In the autumn she wrote to Blunt, breathlessly, that the week of November 16 ‘was an extraordinarily interesting week. Young actors writing plays, young writers acting, AE (George Russell ) painting his own scenery, Yeats speaking from the stage. I have never seen such an enthusiastic intellectual life.

’The following year Lady Gregory again wrote to Blunt saying, that ‘we have harvested five plays in this house this summer: two by Hyde, two by Yeats, one by me; and proof sheets go out interminably. The new book, Gods and Fighting Men will be a hundred pages longer than Cuchulain.’ **

Young women

It was Lady Margaret Sackville, a 21 years old poet, that had captured Blunt’s gaze; and he recommended that she went to Coole, to absorb the atmosphere there.

By all accounts Lady Margaret was a beautiful young woman. She was born into the very aristocratic Sackville-West family, and her mother was a second cousin of Queen Victoria. She initially arrives at Coole accompanied by an equally aristocratic Countess Sibel Cromartie, a member of the Mackenzie family who just managed to avoid being executed for supporting the Jacobite Rebellion of 1745. Somehow the family managed to hold on to their lands. Being one of the largest family landowners in Great Britain, Sibell was a wealthy young woman, well known in the literary world as a writer of romantic stories of Highland life.

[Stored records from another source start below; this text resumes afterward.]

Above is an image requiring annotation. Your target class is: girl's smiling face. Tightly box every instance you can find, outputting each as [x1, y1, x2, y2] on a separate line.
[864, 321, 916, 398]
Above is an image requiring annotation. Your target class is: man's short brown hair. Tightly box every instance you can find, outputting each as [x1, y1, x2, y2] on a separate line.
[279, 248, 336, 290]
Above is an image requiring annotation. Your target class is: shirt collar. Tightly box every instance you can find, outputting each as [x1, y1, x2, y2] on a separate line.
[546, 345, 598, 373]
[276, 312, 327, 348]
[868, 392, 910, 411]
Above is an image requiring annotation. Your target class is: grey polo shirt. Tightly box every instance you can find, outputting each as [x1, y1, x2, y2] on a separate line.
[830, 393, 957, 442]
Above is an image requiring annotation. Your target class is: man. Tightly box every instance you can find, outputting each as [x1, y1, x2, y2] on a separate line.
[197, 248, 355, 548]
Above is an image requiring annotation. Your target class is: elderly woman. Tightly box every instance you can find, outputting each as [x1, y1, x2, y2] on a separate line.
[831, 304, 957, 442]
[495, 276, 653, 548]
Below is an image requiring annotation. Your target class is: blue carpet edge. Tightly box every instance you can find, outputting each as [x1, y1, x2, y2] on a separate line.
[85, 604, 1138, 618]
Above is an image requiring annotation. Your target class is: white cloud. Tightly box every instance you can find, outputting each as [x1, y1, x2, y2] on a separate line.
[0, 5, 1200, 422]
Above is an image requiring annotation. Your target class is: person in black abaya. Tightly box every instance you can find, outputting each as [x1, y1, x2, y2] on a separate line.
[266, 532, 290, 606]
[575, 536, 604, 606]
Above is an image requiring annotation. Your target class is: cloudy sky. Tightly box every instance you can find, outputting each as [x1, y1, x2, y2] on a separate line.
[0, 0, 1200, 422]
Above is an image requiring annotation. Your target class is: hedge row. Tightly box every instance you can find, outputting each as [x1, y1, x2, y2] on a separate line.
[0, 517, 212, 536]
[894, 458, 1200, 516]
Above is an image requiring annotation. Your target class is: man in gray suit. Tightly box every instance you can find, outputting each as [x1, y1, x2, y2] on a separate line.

Lady Gregory had previously met the countess in London, and in fact had introduced her to W B Yeats. It was probably a combination of Yeats’ growing reputation as a poet, and Blunt’s enthusiasm for Coole that brought the two women there for the first time in the summer 1905.***

Mischievous spirit

The visit was a success, during which Lady Gregory invited both women to carve their initials on her ‘hall of fame,’ the famous copper beech tree in the walled garden at Coole. Lady Gregory might have had a wish that her son Robert, also in his early 20s and a student at Slade Art College London, would marry Lady Margaret but it was not to be. Clearly they were relaxed in each other’s company, but two years later Robert married Margaret Perry, a fellow art student.

Lady Margaret would never marry, but she was spared the publicity of her great love affair, and all secret affairs, viewed contemptuously by George Moore, also a signatory close to her own letters on the tree.

George Moore, who lived a Bohemian life in Paris for some years was a mischievous spirit casting a cold eye on the busy, romantic revisionists working hard at Coole and elsewhere. In his book, Modern Painting, he wrote that ‘women did not often paint or write works of genius because they could not transcend shame. They would never dare to make a full sexual confession…’

Public opinion then, and probably still today, would not allow any such exposure. Lady Margaret’s sexual life, like Lady Gregory’s, would only be revealed after her death.

Next week: Lady Margaret and the British Prime Minister.

NOTES: *Blunt loved a cause. He was renowned for his anti imperialist views, and for a time was passionate about Arab nationalism, and Arabian horses. He championed the plight of the Earl of Clanricarde tenants in east Galway, for which he suffered a period in Galway gaol. He had married Lady Anne Lovelace, Lord Byron’s granddaughter, but he had many mistresses. In 1892 he published A Woman’s Sonnets, containing a ‘re-writing of intimate love poems’ given to him by Lady Gregory, at the end of their affair. It was only many years later that the true author of the sonnets was revealed.

** Lady Gregory - A Literary Portrait, by Elizabeth Coxhead, published by Secker and Warburg, 1961.

*** William Henry in his recently published The Autograph Tree, now on sale €15, tells an amusing anecdote about Yeats and the Countess. Yeats who was always a bit of a snob, was invited to the Countess’ magnificent family home, Stafford House, in the heart of London. There was a children’s party in an adjoining room, and when Yeats went in to see the fun he was met by Sibel’s mother who introduced him to Queen Alexandra: ‘a tall, very beautiful woman’ standing among the children.They spoke for about five minutes during which the queen said how much she liked his poetry. Yeats was flattered. But he wondered what effect his meeting might have on some Irish nationalist friends at home, and how impressed or unimpressed, would his muse Maude Gonne be, when she heard.